Con Washington Rodríguez Beletti, un luchador social de otra época

“YO NO IMPORTO”

 

Integrantes de la UTAA marchando hacia Montevideo en 1964. Foto del diario El Popular, tomada del Centro de Fotografía de Montevideo

Era el mayor entre aquellos jóvenes tupamaros: tenía más de 40 años cuando fundó, con otros compañeros, el MLN-T. Su vasta experiencia en luchas sociales comenzó en el Cerro con desocupados y “bandidos”. También participó de la fundación en Bella Unión de la Unión de Trabajadores Azucareros de Artigas (UTAA). Durante la dictadura estuvo 14 años preso en el Penal de Libertad; cuando salió fundó el Movimiento por la Tierra y continuó su trabajo social en la Cachimba del Piojo. Quienes lo conocen dicen que su optimismo radical fue propia de un momento histórico que hoy parece muy lejano. Su energía inagotable contribuyó a generar espacios sociales que se mantienen hasta ahora. Los problemas que abordó y las contradicciones contra las que luchó tienen una pesada vigencia en la actualidad.

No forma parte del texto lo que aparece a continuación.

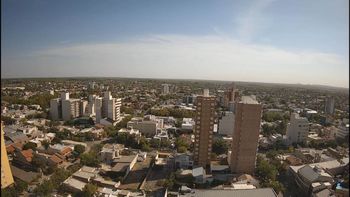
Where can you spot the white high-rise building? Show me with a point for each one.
(98, 109)
(111, 109)
(64, 96)
(226, 124)
(329, 105)
(118, 104)
(70, 109)
(83, 108)
(297, 129)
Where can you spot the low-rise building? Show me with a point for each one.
(259, 192)
(110, 151)
(187, 124)
(123, 165)
(183, 161)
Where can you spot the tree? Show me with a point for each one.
(219, 146)
(79, 149)
(46, 144)
(277, 186)
(89, 159)
(15, 191)
(8, 120)
(29, 145)
(37, 162)
(44, 189)
(88, 191)
(121, 138)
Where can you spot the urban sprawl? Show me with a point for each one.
(145, 137)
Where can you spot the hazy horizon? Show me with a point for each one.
(267, 41)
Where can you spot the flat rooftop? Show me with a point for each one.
(248, 100)
(261, 192)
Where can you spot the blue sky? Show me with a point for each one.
(281, 41)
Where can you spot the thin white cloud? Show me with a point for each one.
(252, 20)
(198, 57)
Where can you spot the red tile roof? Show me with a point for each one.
(28, 154)
(56, 159)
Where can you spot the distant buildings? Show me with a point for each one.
(66, 108)
(229, 96)
(342, 132)
(110, 108)
(226, 124)
(6, 174)
(102, 108)
(189, 99)
(148, 126)
(329, 105)
(204, 126)
(165, 89)
(245, 137)
(297, 129)
(187, 124)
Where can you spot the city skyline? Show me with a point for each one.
(257, 41)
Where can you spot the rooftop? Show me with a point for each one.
(261, 192)
(75, 183)
(125, 159)
(248, 100)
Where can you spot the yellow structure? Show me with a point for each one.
(6, 174)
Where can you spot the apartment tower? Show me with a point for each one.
(245, 137)
(204, 121)
(6, 174)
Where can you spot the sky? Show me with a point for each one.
(274, 41)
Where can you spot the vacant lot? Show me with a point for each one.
(136, 175)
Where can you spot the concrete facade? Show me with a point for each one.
(297, 129)
(245, 137)
(56, 109)
(204, 126)
(226, 124)
(6, 174)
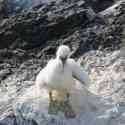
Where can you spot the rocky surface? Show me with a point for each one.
(29, 39)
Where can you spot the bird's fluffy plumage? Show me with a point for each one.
(59, 77)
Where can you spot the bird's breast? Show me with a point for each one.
(61, 80)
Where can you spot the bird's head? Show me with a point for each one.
(63, 53)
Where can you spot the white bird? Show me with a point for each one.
(60, 74)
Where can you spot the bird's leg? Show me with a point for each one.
(50, 96)
(69, 112)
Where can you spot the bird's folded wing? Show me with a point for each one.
(79, 73)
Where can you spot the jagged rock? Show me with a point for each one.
(35, 32)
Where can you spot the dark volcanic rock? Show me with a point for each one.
(34, 28)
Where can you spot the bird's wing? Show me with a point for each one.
(79, 73)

Esta entrevista se produjo en el año 2015 pero hubo que esperar para publicarla: Washington Rodríguez Beletti recelaba del culto a la personalidad porque le importaba contar la historia pero no le interesaba estar en el centro de las miradas. “El Flaco”, como lo apodaban sus compañeros, se fue el 24 de agosto pasado, con 90 años. En su sepelio, una mano doliente quiso que ninguna bandera lo acompañara, pero cuando salieron los últimos deudos del cementerio, se oyó bajo la lluvia “se escucha, se escucha: ¡arriba los que luchan!” y “¡UTAA, UTAA, por la Tierra y con Sendic!”. Porque así se despide a ciertos hombres.

-¿De dónde viene tu inquietud social? ¿Qué fue lo que te movió?

-Siento un profundo amor por la gente que sufre y una gran indignación. En mi casa eran muy bien, me dieron mucho cariño, pero de problemas sociales no se hablaba. Fue en el colegio salesiano que se hablaba mucho de Don Bosco, un cura que se había dedicado a los trabajadores, y eso me tocó. Después fui por poco tiempo al liceo nocturno, me había afiliado al Partido Comunista (del Uruguay, PCU) y antes de terminar el primer año me mandaron a la Unión Soviética. Volví pero antes de terminar el segundo año, me fui otra vez a la Unión Soviética. Me habían nombrado miembro del Comité Internacional Preparatorio del 6º Festival Mundial de la Juventud, que se iba a hacer en Moscú. Ahí participaron 34 mil jóvenes de más de 100 países, fue una cosa bárbara. Yo estaba en la Federación de Estudiantes del Uruguay (predecesora de la FEUU, que incluía a gremios universitarios y de Secundaria). Después de la expulsión del secretario general, un señor llamado Eugenio Gómez, formamos la Juventud Comunista. Me asignaron al Cerro para ir a trabajar, y ahí estuve diez años. Pasé brevemente por el Partido Socialista, pero no pasaba nada ahí, aunque conocí a Sendic y nos hicimos muy compinches.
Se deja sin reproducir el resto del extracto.